Showing posts with label bowel gang. Show all posts
Showing posts with label bowel gang. Show all posts

Thursday, 19 June 2008

Do you want to be in my gang?


The King Institute of Preventive Medicine in Guindy undertook a variety of medical work and its annual reports have just been microfilmed. Through checking the films this week I have been re-acquainted with one of my favourite institutions.
This is because the reports give a lively and vivid snapshot of life at the institute between 1906 and 1932, not to mention that prominent figures in the medical field worked there.
The Bacteriological Section produced vaccines, including prophylactic cholera and combined typhoid and paratyphoid (T.A.B.) vaccines, anti-meningococcus vaccine and anti-influenza vaccines, the numbers produced appearing in these reports. Investigation units were engaged in the field and reported on outbreaks of diseases such as cholera, typhoid fever, dysentery, relapsing fever, gastro-enteritis, glandular fever, malaria and chicken pox in both settlements and jails.
It was in the 1922-23 report from Alipuram Jail, Bellary, that I came across the term “bowel gang.” 1,250 men were found to be suffering from latent dysentery: “These men were constituted into a “Bowel gang” housed separately; dieted and treated for their conditions. They were given suitable work in their own enclosure, and were not allowed to mix with the rest of the convicts.” (page 31, click on the image to view the paragraph from the report) This system seemed to work and cases of dysentery were reduced within 3 months, although I shudder to think of the indignity of being a member of such a gang. I wonder, also, if the members knew of the designation that was given to them to aid medical research and disease control.
The King Institute of Preventive Medicine is still in operation. Visit its website at http://www.tnhealth.org/meking.htm

Friday, 6 June 2008

Medical History of British India Project



Have you heard of a bowel gang? Or why a woman was living in a rum-barrel in 1878? Do you wonder how vaccines are made? What was it like to be in the army in India in the last quarter of the 19th century? What did medical students study in Nagpur and how many passed their exams?

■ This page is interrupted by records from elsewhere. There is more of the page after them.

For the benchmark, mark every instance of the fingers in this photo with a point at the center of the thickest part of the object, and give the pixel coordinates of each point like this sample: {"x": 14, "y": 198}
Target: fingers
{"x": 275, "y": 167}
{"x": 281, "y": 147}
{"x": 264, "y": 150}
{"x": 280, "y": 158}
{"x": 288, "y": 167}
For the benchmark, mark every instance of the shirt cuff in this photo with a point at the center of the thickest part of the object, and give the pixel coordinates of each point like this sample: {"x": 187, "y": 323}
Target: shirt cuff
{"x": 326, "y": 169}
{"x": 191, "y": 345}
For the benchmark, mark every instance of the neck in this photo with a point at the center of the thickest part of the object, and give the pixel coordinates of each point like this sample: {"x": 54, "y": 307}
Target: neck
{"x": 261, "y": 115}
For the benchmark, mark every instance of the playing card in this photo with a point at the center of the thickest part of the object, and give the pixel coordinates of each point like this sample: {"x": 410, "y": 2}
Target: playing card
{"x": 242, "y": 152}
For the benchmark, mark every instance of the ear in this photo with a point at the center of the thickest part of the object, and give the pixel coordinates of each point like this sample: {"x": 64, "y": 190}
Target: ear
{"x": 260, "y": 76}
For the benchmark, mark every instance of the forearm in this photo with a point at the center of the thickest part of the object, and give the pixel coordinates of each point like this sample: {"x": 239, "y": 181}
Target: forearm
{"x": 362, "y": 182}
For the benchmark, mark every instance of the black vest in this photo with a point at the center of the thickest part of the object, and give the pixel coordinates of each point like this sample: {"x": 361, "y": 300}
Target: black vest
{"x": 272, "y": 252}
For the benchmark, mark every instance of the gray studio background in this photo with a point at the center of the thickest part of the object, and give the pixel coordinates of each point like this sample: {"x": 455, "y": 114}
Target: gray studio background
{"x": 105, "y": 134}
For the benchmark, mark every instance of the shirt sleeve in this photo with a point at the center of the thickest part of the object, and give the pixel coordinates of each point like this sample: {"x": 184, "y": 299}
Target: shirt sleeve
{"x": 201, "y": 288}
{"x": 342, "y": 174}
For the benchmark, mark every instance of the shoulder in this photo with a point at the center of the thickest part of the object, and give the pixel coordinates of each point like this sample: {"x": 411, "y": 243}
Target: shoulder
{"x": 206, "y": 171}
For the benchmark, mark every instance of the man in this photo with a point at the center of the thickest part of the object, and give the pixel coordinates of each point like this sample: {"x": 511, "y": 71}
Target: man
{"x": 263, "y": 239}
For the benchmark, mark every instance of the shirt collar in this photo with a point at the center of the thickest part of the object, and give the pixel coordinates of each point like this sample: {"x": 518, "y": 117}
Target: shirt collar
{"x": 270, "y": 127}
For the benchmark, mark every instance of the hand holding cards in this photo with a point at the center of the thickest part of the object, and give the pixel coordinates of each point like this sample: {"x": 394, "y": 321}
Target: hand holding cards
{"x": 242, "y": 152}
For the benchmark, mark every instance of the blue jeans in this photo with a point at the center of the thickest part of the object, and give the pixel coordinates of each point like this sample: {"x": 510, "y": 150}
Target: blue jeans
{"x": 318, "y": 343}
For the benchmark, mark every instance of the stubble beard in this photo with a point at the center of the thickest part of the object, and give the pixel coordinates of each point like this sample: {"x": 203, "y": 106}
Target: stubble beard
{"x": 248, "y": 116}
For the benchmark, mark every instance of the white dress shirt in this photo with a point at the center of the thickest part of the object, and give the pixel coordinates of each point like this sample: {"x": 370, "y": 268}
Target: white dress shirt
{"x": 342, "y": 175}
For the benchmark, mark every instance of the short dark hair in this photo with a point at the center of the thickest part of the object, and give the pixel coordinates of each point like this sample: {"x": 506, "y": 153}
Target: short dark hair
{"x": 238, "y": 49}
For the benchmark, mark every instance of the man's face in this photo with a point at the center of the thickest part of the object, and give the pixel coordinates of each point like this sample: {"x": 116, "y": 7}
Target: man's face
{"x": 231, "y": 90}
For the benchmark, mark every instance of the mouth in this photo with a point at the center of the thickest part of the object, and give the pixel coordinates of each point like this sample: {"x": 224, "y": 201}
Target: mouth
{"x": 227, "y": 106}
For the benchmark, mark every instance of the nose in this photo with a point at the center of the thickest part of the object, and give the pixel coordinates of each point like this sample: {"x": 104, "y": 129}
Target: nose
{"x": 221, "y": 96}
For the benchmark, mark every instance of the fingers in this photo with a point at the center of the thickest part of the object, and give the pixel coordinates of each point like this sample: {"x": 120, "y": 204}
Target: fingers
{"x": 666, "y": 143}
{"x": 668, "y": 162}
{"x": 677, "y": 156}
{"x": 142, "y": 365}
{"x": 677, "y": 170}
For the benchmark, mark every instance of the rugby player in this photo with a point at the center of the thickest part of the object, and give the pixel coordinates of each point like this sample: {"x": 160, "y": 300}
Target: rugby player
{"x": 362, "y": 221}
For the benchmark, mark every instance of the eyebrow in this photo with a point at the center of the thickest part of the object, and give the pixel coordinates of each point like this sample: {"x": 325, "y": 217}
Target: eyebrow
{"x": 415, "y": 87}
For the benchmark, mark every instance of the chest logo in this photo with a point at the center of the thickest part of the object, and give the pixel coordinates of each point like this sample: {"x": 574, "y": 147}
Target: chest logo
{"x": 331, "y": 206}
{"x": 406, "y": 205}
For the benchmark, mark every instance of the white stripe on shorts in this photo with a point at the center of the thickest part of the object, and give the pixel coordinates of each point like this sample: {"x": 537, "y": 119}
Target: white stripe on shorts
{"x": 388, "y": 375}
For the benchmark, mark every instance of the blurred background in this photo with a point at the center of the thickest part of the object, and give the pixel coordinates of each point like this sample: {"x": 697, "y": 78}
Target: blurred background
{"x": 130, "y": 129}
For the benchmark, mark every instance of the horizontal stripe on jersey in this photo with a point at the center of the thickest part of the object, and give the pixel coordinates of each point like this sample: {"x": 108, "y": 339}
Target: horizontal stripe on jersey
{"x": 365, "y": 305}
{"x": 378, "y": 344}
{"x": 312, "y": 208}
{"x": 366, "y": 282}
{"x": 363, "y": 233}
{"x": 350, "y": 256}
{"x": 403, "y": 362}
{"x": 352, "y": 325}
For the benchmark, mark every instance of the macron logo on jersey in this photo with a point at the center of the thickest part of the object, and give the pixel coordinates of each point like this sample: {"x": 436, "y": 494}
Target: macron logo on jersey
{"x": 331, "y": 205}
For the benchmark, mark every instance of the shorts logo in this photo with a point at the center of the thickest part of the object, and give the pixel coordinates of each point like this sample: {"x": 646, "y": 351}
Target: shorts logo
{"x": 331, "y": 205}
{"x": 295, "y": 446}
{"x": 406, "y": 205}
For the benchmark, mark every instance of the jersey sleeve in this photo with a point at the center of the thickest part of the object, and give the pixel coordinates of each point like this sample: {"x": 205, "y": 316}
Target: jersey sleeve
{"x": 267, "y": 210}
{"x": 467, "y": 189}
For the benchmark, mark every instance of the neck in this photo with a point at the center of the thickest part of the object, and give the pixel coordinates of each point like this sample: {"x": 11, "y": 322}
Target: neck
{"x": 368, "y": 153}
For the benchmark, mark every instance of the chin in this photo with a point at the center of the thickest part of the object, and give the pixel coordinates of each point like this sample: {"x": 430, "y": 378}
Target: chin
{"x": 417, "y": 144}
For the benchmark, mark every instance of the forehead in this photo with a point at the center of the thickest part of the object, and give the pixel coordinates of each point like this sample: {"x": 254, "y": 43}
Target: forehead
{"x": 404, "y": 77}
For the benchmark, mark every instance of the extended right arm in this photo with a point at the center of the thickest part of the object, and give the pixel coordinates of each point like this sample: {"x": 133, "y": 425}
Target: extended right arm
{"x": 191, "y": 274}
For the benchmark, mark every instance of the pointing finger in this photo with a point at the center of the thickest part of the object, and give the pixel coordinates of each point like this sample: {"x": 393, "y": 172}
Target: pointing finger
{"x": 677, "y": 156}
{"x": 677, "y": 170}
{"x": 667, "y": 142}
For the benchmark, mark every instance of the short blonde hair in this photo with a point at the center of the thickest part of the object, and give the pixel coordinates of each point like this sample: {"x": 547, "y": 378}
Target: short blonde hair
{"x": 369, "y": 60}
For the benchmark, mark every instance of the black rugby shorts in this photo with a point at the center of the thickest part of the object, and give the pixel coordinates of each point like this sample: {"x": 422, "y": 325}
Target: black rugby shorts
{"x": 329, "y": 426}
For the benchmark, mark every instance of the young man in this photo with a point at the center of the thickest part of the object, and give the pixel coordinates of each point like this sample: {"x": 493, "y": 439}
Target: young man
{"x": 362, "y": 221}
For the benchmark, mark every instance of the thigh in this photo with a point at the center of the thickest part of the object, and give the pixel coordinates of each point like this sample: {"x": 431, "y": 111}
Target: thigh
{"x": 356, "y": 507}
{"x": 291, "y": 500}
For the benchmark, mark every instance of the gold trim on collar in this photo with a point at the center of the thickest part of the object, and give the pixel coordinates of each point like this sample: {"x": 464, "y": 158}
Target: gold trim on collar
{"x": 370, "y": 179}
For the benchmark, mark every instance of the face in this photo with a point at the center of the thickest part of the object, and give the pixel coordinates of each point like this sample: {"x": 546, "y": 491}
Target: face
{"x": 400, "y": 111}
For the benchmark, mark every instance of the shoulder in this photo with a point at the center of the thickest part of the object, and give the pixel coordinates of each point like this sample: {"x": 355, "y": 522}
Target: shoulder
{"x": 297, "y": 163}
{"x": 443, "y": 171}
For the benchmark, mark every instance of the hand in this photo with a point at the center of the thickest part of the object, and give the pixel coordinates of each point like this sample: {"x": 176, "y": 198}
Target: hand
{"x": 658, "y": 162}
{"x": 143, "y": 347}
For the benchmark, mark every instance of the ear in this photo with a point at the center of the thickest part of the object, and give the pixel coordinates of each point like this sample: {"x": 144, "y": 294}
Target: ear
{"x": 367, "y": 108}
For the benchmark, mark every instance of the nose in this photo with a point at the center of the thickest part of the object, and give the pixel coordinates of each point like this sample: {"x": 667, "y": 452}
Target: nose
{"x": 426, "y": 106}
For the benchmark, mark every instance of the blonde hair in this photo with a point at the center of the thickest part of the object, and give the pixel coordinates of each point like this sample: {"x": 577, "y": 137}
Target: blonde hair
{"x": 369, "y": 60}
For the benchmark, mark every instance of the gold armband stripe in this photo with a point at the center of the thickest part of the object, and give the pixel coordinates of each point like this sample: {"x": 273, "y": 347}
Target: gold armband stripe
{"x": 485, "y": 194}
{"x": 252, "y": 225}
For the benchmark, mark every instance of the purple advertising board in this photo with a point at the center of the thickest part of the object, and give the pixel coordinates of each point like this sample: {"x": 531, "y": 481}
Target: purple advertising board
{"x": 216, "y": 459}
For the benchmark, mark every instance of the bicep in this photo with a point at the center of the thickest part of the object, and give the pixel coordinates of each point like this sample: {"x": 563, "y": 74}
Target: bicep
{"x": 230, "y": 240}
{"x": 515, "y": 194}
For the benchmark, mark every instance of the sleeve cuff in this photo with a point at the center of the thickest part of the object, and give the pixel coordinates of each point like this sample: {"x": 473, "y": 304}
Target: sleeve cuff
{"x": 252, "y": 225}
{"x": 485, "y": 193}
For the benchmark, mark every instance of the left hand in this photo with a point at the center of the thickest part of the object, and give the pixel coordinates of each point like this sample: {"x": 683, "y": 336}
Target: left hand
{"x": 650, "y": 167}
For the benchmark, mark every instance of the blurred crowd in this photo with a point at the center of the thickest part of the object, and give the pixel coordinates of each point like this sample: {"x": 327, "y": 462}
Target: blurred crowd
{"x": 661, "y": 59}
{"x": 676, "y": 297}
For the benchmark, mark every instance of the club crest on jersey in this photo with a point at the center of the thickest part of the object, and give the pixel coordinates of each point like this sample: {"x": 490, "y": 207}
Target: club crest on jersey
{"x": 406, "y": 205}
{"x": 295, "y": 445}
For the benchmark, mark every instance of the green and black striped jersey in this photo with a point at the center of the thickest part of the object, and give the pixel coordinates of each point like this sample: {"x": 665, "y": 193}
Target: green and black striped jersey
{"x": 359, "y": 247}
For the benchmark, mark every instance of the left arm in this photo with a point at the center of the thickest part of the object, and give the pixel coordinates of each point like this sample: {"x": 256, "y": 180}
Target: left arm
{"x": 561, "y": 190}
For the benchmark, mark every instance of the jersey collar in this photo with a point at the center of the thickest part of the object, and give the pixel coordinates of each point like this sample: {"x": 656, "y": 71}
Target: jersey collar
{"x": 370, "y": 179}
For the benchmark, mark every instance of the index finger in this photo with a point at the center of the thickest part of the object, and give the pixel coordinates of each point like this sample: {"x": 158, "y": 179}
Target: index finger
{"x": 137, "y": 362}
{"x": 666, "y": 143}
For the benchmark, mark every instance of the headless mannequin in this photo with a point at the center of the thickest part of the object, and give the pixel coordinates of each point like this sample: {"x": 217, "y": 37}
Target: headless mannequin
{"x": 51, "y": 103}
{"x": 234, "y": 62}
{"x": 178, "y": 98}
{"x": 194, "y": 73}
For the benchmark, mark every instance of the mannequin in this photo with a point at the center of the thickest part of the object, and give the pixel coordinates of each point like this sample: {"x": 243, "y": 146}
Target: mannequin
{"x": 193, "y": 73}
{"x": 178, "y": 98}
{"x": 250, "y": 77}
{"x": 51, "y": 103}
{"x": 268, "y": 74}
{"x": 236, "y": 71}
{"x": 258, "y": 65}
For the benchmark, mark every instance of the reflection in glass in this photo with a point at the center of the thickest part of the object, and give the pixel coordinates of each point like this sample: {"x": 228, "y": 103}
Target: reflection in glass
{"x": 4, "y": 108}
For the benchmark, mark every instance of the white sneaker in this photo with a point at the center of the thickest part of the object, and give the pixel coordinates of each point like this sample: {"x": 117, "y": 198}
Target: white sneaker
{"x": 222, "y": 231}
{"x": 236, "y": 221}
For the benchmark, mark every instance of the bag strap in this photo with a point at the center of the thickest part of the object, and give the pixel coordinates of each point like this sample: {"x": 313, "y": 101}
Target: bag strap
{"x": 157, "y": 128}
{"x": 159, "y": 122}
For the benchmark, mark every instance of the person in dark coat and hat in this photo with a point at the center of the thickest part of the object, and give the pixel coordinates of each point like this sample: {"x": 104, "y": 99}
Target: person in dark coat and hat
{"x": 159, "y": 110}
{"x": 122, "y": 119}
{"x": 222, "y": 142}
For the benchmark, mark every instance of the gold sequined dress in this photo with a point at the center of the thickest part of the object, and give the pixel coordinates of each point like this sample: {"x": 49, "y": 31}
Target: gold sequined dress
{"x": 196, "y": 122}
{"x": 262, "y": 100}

The answers to all these questions are contained in the Medical History of British India collection of the India Papers. The project involves microfilming the books and then digitising the film to produce images which can be viewed online. Each page of the 126 volumes will be available free of charge. The project is funded by the Wellcome Trust and forms Phase 2 of the web feature Disease prevention and Public Health Medical History of British India.
The items are rare, dating from ca1850 to ca1950 and are of interest to medical historians and genealogists as well as to the casual reader. The content is legible and makes for fascinating reading, not only from a medical perspective, but also from a social and geographical one. There are many tables of detailed information, plus drawings, photographs and maps. Although most volumes are in a report format, they offer an absorbing glimpse into a world long gone, and yet many of the issues resonate today. Click on the images to see a cholera map of India and patients suffering from kala azar.

As project manager and metadata creator I shall be sharing some of my finds each week in this blog. From hemp to hospitals, from monkeys to malaria, from research to rabies and from cholera to quinine, there is much to explore in this compelling collection.